İnsan kavramlarla düşünür ve kavramlar hakikatin taşıyıcısı rolünü üstlenirler. Kavramlar çarpıtılırsa sadece düşünce değil, toplumsal düzenin kurulumu da bozulur. Bu nedenle Öcalan bir politik eylem olarak da kavram seti oluşturur. Öcalan için kavram ve düşünce kullanımı, demokratik toplumun inşasında vazgeçilmez bir yapıtaşı rolü üstlenir. Çünkü kavramlar yalnızca dilin araçları değil, aynı zamanda toplumu anlamanın, dönüştürmenin özgürleştirici bir siyasal bilinci inşa etmenin felsefi zemini olur.

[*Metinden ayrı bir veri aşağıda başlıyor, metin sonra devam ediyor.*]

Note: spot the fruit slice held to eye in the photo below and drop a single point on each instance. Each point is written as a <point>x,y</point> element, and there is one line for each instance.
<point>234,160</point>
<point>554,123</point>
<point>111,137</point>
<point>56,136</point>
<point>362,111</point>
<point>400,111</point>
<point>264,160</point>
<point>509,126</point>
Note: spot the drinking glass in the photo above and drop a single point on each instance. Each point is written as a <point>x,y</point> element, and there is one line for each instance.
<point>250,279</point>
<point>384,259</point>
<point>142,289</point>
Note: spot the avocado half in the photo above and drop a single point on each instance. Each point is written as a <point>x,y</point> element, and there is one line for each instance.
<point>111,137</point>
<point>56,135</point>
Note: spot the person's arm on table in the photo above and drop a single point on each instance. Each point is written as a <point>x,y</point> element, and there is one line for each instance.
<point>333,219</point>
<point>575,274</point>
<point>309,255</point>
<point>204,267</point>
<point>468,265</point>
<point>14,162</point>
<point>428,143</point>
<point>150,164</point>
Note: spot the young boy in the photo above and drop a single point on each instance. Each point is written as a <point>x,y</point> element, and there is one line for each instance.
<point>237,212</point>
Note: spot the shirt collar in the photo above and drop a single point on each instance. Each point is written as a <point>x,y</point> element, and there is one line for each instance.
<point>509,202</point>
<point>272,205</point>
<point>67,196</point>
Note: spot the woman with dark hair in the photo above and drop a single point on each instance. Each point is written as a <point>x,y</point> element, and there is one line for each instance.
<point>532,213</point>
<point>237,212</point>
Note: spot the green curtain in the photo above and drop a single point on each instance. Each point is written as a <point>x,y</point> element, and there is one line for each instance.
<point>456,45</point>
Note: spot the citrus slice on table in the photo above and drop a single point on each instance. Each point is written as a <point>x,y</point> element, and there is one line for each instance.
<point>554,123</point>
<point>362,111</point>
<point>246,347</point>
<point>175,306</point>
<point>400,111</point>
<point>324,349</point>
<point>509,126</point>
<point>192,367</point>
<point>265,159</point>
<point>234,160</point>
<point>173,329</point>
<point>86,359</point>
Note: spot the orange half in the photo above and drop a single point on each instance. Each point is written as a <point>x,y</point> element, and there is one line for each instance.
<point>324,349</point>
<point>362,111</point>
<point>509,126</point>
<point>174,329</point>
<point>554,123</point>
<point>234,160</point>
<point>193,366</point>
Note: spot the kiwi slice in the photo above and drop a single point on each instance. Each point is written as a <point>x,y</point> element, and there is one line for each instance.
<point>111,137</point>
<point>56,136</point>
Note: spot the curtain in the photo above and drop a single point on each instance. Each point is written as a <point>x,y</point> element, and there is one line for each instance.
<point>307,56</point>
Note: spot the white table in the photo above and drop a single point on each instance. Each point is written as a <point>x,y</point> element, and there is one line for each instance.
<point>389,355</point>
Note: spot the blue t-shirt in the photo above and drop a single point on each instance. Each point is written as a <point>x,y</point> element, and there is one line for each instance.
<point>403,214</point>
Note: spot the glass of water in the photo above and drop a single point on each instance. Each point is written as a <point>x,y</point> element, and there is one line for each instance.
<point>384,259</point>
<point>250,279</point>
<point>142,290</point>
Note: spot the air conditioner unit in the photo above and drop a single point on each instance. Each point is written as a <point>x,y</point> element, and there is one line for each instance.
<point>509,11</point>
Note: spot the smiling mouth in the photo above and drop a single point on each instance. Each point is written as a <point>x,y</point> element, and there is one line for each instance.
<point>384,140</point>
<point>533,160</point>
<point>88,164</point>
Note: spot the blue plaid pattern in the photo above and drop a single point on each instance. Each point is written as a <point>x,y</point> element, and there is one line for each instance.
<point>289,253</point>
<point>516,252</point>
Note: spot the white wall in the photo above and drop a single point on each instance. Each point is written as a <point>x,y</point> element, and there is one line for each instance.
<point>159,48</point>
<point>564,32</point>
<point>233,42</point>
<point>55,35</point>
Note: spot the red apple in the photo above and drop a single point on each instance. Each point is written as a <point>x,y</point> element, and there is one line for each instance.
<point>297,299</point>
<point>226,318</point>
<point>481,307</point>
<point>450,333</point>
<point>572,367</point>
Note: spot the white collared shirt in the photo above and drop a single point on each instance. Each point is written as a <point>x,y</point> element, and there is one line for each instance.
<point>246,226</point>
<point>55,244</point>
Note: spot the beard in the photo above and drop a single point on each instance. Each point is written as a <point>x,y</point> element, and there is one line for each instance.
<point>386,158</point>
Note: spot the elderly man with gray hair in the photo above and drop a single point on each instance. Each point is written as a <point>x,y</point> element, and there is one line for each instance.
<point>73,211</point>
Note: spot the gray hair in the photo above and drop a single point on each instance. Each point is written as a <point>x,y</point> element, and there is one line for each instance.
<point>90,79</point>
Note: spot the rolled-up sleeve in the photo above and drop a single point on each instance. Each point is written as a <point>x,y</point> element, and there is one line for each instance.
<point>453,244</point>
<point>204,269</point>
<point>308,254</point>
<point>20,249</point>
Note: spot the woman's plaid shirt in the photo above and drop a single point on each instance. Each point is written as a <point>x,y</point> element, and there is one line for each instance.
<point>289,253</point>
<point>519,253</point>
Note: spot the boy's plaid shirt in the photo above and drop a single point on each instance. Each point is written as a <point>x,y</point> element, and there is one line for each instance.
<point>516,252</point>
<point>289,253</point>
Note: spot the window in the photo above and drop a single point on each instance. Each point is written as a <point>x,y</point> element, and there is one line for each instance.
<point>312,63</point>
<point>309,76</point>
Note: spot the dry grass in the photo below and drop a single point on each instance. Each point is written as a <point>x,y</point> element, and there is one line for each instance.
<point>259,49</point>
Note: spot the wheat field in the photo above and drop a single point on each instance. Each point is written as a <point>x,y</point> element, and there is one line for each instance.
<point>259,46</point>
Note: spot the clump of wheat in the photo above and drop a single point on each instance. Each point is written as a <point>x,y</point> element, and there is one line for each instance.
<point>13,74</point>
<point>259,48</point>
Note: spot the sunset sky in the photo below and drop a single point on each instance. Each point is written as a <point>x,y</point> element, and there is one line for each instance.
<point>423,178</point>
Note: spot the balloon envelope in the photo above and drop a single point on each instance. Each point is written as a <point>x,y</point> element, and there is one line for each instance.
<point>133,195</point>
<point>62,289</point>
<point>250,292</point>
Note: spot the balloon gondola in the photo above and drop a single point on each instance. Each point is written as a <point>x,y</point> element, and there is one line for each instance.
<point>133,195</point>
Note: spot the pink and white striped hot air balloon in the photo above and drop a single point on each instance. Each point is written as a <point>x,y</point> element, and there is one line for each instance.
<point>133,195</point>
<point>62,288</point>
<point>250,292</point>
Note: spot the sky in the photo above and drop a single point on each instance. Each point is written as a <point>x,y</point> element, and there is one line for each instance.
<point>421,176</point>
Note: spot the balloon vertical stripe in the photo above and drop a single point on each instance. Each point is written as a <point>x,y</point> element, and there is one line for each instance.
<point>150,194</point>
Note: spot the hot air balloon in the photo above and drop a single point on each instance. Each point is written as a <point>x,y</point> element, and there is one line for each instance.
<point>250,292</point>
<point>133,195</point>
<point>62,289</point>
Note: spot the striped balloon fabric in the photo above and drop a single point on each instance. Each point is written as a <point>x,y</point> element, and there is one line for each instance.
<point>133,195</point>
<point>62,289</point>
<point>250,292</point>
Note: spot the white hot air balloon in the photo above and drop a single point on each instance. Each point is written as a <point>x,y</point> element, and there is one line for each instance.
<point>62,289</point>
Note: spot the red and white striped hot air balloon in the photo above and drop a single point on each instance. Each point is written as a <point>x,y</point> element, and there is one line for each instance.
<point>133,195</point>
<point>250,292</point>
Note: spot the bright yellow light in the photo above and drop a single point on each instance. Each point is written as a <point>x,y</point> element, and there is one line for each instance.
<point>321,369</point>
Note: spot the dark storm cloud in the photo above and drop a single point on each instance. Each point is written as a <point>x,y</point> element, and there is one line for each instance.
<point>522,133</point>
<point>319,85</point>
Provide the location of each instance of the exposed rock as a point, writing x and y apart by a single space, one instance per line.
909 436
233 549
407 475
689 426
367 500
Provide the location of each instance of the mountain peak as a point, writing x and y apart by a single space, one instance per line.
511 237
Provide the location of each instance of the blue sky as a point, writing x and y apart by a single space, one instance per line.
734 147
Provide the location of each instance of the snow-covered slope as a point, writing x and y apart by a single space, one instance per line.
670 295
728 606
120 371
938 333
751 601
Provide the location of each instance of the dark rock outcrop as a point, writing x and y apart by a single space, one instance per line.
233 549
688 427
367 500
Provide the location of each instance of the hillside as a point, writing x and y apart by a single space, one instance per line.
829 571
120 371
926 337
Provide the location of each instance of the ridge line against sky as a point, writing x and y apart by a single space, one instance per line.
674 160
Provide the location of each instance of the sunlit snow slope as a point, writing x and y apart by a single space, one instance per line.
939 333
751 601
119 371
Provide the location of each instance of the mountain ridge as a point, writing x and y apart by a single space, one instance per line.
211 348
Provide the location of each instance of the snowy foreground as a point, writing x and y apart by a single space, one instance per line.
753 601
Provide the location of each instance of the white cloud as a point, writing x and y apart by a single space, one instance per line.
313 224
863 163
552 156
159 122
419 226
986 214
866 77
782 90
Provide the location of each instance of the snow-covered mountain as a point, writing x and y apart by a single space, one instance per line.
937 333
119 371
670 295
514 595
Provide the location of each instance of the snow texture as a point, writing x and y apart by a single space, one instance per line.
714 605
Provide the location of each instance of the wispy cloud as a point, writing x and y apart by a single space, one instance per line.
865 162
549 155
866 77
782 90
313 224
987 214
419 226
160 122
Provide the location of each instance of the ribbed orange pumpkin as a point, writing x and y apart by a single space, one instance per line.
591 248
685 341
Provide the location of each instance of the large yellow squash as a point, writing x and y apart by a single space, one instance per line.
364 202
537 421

Hakikate dayalı kavramlar insanlığın ortak aklını ve iradesini özgürleştirerek adalet ve eşitlik üzerine kurulu bir toplumsal düzenin de temelini oluşturur. Toplum bu kavramlar aracılığı ile kendi tarihsel ve kolektif bilincini yeniden inşa ederek, demokratik bir siyasal ethosun oluşumunu mümkün kılar.
Entegrasyon kavramı da ele alınırken salt toplumun norm kazanmış, topluma duyarlı bir devletle nasıl uyum kazanacağı üzerinden değil bir de ulus devlet aklı ile kurulmuş bir devletin demokratik toplumla nasıl uyum sağlayacağı üzerinden de tartışılması gerekiyor. Devlet, kendi otoriter yapısını ve inkâr politikasını dönüştürmeden, demokratik bir entegrasyona hazır olabilir mi? Öcalan bizzat şunu sorarak devleti de demokratik ulus entegrasyonuna hazırlamaktadır; “Demokratik siyaset, demokratik cumhuriyet içinde icra edilecektir. Eğer cumhuriyet demokratik olmazsa, entegrasyon olmaz. Faşist bir cumhuriyetle entegrasyon olmaz. Dolayısıyla demokratik siyasetin karşılığı Demokratik Cumhuriyettir ve onunla entegrasyon yapılıyor. Peki (iktidardakiler) entegrasyona gerçekten varlar mı?” diyerek bunun koşullarını ortaya koyar. Bir de bu kavramı esas muhatabı üzerinden de tartışmak gerekiyor.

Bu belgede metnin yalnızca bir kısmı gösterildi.